Overall, considering the PCA analysis the natural ecosystem was correlated to the highest abundance of Fungivores, Bacterivores, and soil organic carbon. Natural ecosystems usually present high plant diversity (Liu et al. 2020). It favours the habitat provision and source availability for the soil microbiota, thus increasing the functional-groups diversity (Chen et al. 2020). Changes into soil ecosystem may influence both habitat and the source availability, which can create a cascade of events thus creating a negative or positive plant-soil feedback (Singh et al. 2021). On the other hand, changes into habitat provision can promote the functional redundancy process (e.g., a negative plant-soil feedback). It can explain the AMF community and soil nematodes community changes in the studied ecosystems (Pyles et al. 2020). Different land uses with low plant diversity can promote soil quality loss and soil microbiota community disrupting (Wang et al. 2021). In turns, it reduces the AMF and soil nematode richness (Ossowicki et al. 2021). PCA analysis also showed that fungivore and bacterivores were the most representative soil nematode functional groups (Wilschut et al. 2020). Besides that, Gigasporaceae were the most representative AMF family. Gigasporaceae species (D. scutata and D. erythropus) predominates in soils with acid pH. Our results of soil organic carbon were inversely related to the soil pH, what explained the predominance of AMF species in tropical conditions. These results agree with the work done by Laurindo et al. (2021), that described the highest values of soil organic carbon, and Gigasporaceae abundance (e.g., R. coralloidea) in subtropical sites.
Our study revealed that the soil microbiota complexity and soil abiotic traits were influenced by the land use.

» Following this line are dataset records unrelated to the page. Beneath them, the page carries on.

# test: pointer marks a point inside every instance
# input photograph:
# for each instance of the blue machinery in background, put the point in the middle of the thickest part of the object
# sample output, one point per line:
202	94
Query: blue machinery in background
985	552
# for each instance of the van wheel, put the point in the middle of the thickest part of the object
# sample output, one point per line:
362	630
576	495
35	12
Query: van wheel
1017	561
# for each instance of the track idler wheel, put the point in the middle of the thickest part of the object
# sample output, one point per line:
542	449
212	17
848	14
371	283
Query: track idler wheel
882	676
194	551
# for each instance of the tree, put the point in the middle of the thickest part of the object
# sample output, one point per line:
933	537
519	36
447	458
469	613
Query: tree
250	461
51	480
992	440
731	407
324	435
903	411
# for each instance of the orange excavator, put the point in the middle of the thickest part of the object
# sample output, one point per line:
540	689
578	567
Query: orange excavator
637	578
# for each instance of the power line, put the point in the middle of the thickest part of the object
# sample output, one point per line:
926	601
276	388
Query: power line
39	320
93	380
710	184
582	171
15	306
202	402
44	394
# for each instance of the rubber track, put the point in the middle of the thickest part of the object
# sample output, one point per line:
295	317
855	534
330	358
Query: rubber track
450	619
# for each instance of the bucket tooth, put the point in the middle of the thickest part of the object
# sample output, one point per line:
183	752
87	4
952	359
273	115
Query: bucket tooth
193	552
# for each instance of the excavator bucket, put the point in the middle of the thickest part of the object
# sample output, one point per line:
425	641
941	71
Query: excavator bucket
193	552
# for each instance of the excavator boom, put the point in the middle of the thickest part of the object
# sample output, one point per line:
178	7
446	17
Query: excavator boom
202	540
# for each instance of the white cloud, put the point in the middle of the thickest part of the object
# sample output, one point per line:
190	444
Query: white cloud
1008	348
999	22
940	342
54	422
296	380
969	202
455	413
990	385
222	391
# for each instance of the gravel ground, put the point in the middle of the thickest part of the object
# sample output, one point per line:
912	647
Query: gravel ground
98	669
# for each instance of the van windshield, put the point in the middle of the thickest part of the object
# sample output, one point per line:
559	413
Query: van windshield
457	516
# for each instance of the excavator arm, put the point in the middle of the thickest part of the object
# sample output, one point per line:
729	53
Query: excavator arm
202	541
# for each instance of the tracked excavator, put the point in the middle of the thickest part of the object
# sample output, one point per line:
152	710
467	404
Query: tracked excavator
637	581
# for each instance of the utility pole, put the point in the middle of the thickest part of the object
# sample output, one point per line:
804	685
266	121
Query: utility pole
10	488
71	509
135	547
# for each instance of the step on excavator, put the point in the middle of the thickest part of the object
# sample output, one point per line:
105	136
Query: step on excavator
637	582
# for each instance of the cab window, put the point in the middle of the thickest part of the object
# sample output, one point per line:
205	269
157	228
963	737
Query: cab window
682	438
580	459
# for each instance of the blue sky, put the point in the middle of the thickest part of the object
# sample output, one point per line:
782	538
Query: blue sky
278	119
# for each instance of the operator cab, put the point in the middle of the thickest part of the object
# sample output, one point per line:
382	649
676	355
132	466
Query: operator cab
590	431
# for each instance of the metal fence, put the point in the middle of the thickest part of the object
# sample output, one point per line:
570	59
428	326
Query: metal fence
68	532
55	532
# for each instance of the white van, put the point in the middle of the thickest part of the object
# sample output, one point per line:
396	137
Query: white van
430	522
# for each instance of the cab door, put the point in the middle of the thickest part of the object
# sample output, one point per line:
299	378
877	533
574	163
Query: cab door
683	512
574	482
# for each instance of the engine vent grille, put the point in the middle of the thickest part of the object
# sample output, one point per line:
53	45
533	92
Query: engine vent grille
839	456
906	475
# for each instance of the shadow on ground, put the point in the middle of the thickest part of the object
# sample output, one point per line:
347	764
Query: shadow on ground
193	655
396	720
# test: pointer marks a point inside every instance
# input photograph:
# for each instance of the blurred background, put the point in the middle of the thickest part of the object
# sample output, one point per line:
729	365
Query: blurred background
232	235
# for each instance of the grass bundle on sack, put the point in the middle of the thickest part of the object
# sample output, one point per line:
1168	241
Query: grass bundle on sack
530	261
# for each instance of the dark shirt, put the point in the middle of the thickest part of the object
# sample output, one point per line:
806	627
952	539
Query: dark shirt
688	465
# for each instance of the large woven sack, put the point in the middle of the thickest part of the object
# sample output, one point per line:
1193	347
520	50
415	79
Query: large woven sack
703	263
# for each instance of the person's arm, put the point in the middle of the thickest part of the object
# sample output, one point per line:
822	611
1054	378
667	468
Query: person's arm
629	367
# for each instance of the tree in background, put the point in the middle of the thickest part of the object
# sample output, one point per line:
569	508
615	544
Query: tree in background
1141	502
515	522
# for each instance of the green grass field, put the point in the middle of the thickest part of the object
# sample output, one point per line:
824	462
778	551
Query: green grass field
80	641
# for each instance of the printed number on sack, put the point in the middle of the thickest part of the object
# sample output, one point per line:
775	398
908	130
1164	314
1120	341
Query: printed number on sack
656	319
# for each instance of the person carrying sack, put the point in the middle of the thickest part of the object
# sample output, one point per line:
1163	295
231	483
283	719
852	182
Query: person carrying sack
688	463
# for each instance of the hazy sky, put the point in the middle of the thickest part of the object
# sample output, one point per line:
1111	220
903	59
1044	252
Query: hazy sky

Soil organic carbon, soil pH, Fungivores, Bacterivores, Racocetra coralloidea, Dentiscutata scutata, and D. erythrophus were the main factors contributing to the data variance. Our work increases the understanding of the soil microbiota complexity in the rhizosphere of agroforestry systems and unassisted forest restorations in tropical and subtropical ecosystems. We provided evidence that land uses strongly influence both AMF and soil nematode complexity at local scales. Also, our results demonstrated how agroforestry system can affect soil microbiota assemblage and the soil abiotic traits when compared to a natural ecosystem. Differences in soil microbiota ecological patterns were associated with (1) the land uses by promoting different habitat provision, as we found difference on soil microbiota abundance, richness, and diversity, (2) changes in soil properties such as, soil pH, soil organic carbon, and available P, and (3) rhizodeposition by differences on soil organic carbon content into the land uses as observed into the PCA analysis. The most abundant AMF species in all the soil samples were Claroideoglomus claroideum, Funneliformis caledonius, and F. mosseae. This study shows the importance to consider how land uses can affect soil abiotic traits, and how these traits may influence soil microbial ecological patterns at spatial scale.